The second section of the museum is devoted to El Greco and Spanish Renaissance painting. The Greek artist Dominikos Theotokopulos, who died in Toledo in 1614 (one of his works, the painting Ecstasy of Saint Francis, is represented in the Prado Museum with some of his most valuable paintings. Here we can see paintings by him such as “Holy Trinity”, “Annunciation”, “Nobleman with his hand on his chest”, “Pentecost” and “Resurrection”.
The third section is Spanish Baroque paintings. Of less than fifty paintings, a third came from the brush of Diego Velázquez. These are the artist’s most famous works, including “Court Maidens”, “Vulcan’s Forge”, “The Surrender of Breda”, “Triumph of Bacchus”, “Adoration of the Magi” and numerous portraits of representatives of the Spanish court in the first half of the 17th century.
This is perhaps the most interesting part of the museum’s collections, which are complemented by paintings by such masters of the golden age of Spanish art, the so-called Golden Age, as José de Ribera (“The Martyrdom of St.

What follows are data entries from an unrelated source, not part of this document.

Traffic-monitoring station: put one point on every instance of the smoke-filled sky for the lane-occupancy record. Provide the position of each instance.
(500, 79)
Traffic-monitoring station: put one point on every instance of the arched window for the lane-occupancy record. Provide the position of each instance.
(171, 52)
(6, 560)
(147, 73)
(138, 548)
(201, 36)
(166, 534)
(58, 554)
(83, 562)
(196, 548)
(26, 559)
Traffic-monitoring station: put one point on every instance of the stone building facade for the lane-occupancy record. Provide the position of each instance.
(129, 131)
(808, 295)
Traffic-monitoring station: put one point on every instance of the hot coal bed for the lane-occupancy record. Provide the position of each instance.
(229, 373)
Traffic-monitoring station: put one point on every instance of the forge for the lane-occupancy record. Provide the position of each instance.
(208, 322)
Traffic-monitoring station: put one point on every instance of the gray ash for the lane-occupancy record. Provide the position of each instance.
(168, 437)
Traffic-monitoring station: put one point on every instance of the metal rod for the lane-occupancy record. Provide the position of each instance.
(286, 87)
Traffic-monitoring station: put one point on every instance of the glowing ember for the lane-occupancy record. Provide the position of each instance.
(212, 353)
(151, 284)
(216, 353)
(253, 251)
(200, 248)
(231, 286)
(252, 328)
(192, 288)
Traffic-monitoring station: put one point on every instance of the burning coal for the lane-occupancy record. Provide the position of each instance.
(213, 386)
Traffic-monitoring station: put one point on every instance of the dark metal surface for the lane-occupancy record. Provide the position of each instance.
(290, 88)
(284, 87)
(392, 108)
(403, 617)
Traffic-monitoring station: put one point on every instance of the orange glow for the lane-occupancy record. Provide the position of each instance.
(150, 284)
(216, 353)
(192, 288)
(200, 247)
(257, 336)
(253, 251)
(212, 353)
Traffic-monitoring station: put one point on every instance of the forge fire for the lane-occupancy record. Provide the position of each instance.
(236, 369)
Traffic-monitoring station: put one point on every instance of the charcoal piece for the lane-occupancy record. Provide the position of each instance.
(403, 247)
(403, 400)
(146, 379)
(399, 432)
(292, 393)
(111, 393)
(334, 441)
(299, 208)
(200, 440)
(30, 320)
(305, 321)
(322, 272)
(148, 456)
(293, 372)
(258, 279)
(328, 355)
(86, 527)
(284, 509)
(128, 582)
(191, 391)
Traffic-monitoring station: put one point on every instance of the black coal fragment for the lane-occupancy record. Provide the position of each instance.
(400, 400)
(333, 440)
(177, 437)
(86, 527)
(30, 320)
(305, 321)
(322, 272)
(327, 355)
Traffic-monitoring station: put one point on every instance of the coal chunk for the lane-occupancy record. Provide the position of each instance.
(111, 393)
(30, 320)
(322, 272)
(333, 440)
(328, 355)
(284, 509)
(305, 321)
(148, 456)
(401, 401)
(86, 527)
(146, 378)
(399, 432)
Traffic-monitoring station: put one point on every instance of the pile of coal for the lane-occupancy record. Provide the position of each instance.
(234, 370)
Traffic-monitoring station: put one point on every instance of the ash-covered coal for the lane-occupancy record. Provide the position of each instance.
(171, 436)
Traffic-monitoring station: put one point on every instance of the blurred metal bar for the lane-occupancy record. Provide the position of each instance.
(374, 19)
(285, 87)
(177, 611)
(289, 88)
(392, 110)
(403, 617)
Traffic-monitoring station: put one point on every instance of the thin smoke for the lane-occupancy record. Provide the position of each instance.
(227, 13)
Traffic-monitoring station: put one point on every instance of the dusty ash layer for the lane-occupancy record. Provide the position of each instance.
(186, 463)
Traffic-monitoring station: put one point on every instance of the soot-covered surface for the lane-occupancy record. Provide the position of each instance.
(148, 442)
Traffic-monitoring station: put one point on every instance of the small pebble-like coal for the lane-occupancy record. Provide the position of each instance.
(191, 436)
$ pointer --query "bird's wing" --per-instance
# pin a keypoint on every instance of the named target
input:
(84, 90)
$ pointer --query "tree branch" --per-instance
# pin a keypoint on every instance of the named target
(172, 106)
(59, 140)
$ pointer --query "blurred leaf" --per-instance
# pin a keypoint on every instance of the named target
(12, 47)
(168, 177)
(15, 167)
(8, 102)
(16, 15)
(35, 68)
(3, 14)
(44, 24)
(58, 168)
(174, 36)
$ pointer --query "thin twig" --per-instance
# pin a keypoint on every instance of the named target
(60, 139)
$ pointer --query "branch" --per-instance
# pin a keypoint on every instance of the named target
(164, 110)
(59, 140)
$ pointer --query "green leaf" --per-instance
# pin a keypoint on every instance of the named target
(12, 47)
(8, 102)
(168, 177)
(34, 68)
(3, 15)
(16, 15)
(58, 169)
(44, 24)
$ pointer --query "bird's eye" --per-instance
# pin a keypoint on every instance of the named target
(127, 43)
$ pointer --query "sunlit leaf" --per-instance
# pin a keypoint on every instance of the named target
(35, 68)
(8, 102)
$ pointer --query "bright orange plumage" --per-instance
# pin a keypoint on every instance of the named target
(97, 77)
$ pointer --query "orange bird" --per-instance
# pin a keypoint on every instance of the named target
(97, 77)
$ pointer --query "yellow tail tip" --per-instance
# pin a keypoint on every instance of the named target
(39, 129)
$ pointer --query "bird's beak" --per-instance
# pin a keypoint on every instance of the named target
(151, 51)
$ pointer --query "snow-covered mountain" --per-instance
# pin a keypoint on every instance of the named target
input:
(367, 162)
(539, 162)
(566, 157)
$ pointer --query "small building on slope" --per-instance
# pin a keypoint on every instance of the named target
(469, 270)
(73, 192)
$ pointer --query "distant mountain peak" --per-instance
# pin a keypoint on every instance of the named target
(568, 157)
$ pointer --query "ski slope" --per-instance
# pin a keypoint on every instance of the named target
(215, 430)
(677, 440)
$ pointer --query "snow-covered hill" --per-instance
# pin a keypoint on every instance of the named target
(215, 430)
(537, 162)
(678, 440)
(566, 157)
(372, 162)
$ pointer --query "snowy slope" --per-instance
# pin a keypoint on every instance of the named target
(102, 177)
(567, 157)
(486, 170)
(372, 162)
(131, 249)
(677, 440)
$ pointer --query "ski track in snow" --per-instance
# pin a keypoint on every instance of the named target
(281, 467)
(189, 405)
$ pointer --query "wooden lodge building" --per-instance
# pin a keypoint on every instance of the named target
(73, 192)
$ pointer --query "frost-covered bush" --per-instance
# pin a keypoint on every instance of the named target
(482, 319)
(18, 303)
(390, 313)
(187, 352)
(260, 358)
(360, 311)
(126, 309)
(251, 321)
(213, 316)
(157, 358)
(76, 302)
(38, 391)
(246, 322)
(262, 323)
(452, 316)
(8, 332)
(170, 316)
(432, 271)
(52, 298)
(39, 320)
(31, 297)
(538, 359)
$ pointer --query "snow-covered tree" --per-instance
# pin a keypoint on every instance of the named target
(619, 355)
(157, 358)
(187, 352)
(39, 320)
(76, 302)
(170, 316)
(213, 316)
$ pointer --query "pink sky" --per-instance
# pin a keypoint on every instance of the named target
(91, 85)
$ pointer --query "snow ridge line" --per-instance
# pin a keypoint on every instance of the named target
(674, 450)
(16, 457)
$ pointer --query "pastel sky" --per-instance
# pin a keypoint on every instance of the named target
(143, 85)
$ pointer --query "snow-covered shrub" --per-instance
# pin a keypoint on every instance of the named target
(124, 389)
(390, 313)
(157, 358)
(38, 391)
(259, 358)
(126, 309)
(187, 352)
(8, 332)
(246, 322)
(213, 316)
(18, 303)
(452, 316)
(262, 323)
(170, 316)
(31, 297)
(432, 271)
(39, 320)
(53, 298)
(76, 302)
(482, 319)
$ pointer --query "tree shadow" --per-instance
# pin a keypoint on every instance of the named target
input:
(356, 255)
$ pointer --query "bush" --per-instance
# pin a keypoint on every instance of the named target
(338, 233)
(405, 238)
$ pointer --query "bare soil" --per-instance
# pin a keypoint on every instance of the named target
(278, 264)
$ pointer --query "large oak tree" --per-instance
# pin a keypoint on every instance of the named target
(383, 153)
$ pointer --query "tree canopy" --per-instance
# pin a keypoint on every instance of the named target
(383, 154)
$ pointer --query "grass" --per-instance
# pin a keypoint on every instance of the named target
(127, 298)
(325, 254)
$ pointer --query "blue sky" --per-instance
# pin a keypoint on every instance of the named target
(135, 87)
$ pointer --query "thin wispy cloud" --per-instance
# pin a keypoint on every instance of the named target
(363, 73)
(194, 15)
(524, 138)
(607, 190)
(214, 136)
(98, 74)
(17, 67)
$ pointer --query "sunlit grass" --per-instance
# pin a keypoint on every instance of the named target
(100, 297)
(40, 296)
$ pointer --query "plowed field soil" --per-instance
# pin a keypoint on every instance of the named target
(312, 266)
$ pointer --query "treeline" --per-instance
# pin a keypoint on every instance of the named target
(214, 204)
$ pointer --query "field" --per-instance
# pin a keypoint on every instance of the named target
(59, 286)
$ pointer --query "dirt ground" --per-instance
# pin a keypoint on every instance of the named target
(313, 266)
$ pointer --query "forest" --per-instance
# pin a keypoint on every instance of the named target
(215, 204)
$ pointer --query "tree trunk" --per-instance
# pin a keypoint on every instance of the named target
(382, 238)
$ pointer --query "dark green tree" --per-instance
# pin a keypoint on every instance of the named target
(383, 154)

Philip”, “Isaac and Jacob”, “Holy Trinity”, “Jacob’s Dream”, “The Old Usurer”), Alonso Cano (“Christ supported by an Angel”, “King of Spain”, “Crucifixion”, “Virgin and Child”). The Prado Museum also has many great works by artists belonging to the Madrid School of this period: Fray Juan Ricci, Antonio de Pereda, Francisco de Herrera el Mozo and Claudio Coello. Among the representatives of the Sevillian school, Juan de Valdés Leal stands out.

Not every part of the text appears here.